Cronaca
Blackout a Roma: quanta impreparazione ci possiamo permettere?
È successo di nuovo. Il quartiere Sallustiano di Roma è rimasto al buio, un blackout ha colpito la zona lasciando uffici, ristoranti e case senza corrente. Un episodio che ha messo in evidenza non solo i problemi infrastrutturali della capitale, ma anche il crescente senso di insicurezza tra i cittadini.
I rumori assordanti degli allarmi delle auto hanno risuonato in una città già provata da una gestione poco oculata dei servizi pubblici. Nessuno vuole rimanere al buio, specialmente quando la vita quotidiana di milioni di persone dipende dalla luce elettrica. “Ci siamo trovati in una situazione surreale”, ha dichiarato un ristoratore del quartiere. “I clienti scappavano, mentre noi eravamo lasciati a guardare inermi.”
Questo blackout evidenzia una vulnerabilità che non possiamo più permetterci. Le infrastrutture romane necessitano di un ripensamento radicale. Se è vero che la tecnologia avanza a grandi passi, è altrettanto vero che le nostre reti di distribuzione energetica sembrano rimanere ancorate a un passato che non ha tempo per adeguarsi alle sfide del presente.
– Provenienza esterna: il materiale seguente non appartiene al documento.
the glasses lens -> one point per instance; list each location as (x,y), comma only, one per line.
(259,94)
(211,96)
Nel mentre, non possiamo ignorare le conseguenze sociali. I residenti sono stanchi e il numero di lamentele cresce: troppe volte le piccole cose non funzionano e ciò porta a un diffuso malessere. Ci si chiede se l’amministrazione capitolina abbia la volontà e la capacità di affrontare tali problematiche. Ogni blackout che avviene è un promemoria che ci ricordano quanto possa essere fragile il nostro sistema e quanto il cittadino sia lasciato a frustrazione.
Alla luce di quanto accaduto, è legittimo domandarsi: cosa deve ancora succedere affinché le autorità competenti facciano dei cambiamenti significativi e ascoltino le istanze dei cittadini? Quando avremo finalmente risposte concrete e azioni tangibili? La serenità dei romani non può essere ulteriormente sacrificata sull’altare dell’improvvisazione e della superficialità. E chissà, magari la prossima volta potremmo trovarci di nuovo nel buio, e chissà se ci sarà qualcuno a preoccuparsi di accendere la luce.